It’s not often that the entire senior staff of a team are put on indefinite suspension pending investigation into allegations of bad behaviour. Nor it is often that so many people are put on leave that the market reportedly struggles to function at key times.
Barclays, RBS, Citigroup, JPMorgan, Standard Chartered, Deutsche Bank, Credit Suisse, Lloyds and UBS are all scrutinizing the behaviour of their spot FX traders. Some have made suspensions already. RBS has suspended London-based FX traders Paul Nash and Julian Munson. Citigroup has suspended Rohan Ramchandan, its London head of FX trading. Richard Usher, an ex-RBS trader turned chief dealer at JPMorgan in London, has been put on leave. Matt Gardiner, assistant chief dealer at Standard Chartered, has been put on leave. Barclays has reportedly suspended Chris Ashton and Mark Clark in London, along with Jack Murray in Tokyo and several traders in New York.

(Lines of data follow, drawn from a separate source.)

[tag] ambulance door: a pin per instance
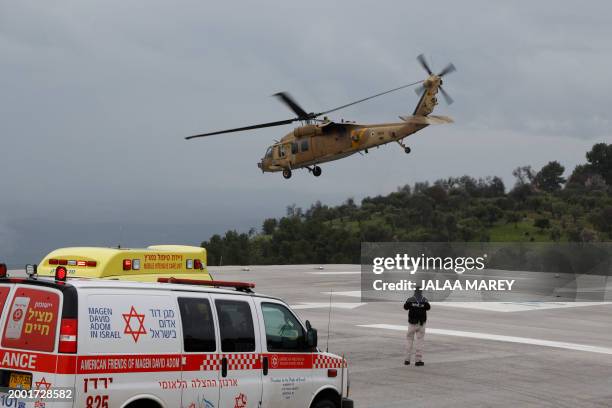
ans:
(129, 347)
(28, 355)
(286, 360)
(201, 359)
(240, 380)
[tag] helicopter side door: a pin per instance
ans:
(281, 155)
(302, 150)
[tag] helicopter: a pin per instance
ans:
(319, 140)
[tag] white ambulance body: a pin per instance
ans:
(132, 344)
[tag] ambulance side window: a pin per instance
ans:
(284, 332)
(198, 325)
(235, 326)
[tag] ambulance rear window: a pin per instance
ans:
(32, 320)
(236, 326)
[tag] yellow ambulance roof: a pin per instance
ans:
(140, 264)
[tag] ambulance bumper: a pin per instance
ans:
(347, 403)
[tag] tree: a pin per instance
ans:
(600, 160)
(550, 177)
(269, 225)
(541, 223)
(524, 175)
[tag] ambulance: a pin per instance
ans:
(101, 343)
(142, 265)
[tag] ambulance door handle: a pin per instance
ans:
(224, 367)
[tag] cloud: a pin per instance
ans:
(97, 98)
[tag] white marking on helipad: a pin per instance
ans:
(505, 307)
(349, 293)
(336, 273)
(336, 305)
(502, 307)
(497, 337)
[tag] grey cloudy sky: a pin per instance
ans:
(97, 97)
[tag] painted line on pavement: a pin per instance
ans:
(325, 305)
(497, 337)
(336, 273)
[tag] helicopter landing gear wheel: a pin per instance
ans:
(406, 148)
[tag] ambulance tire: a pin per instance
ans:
(324, 403)
(143, 404)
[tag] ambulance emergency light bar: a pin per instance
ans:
(239, 286)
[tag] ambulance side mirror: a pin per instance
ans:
(311, 336)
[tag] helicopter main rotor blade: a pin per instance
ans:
(292, 104)
(449, 68)
(421, 59)
(261, 125)
(369, 97)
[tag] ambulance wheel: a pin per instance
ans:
(143, 404)
(325, 403)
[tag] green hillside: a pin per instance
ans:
(541, 206)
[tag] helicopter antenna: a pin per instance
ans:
(329, 320)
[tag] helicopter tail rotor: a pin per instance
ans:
(450, 68)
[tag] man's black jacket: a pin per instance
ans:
(417, 309)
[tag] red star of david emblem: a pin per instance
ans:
(42, 383)
(128, 324)
(240, 401)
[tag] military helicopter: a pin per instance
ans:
(322, 140)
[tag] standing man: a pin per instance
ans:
(417, 307)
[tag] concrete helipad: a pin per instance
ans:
(477, 355)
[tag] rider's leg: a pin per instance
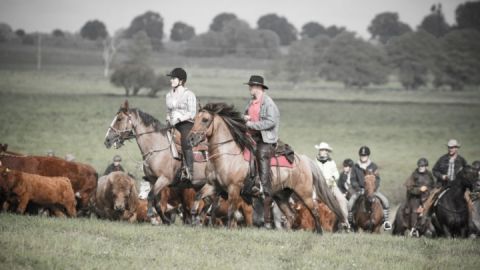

At Barclays, the suspensions are reportedly causing problems. The Wall Street Journal reported yesterday that the UK bank dismissed six traders last Friday. Barclays’ London-G10 spot desk only has six traders and is now reportedly ‘understaffed.’ Barclays is said to be ‘scrambling to fill the gap’ and has transferred some emerging market FX traders to the G10 desk and asked some of its Tokyo-based traders to work beyond midnight.
FX headhunters said the suspensions are unlikely to create new job opportunities: the suspended staff haven’t actually been dismissed and banks therefore aren’t free to fill their roles externally. “In the short term, these suspensions may create opportunities for junior and middle office people to step up into more senior roles,” said Alex Tracey at Kinvara Search. “This won’t create jobs. People are just going to be replaced by new people coming up,” agreed Simon Head at search firm Correlate.
Long term, however, this may be another nail in the spot trading coffin. Spot trading teams have been slashed already, with headcount cut from eight to nine a few years ago, to four to six now, according to Head. More FX trading is conducted online, with remaining spot traders operating in a environment of increasingly slim margins. “This is a market that’s been unregulated for a long time,” one senior FX trader told us. “Of course people have been front running their clients. It’s been tough and they could pretty much do whatever they wanted.”
“FX trading has been becoming more and more electronic anyway. This will accelerate the trend for trading to become electronic – automated systems can’t create scandals,” said Tracey.
The bad news is that while remaining FX traders will need to work harder to fill the gaps left by senior staff, they are unlikely to be compensated for their efforts. Suspended staff are on full pay and FX bonuses are likely to be cut this year in anticipation of fines to come. “This is very likely to hit FX bonuses,” said Tracey.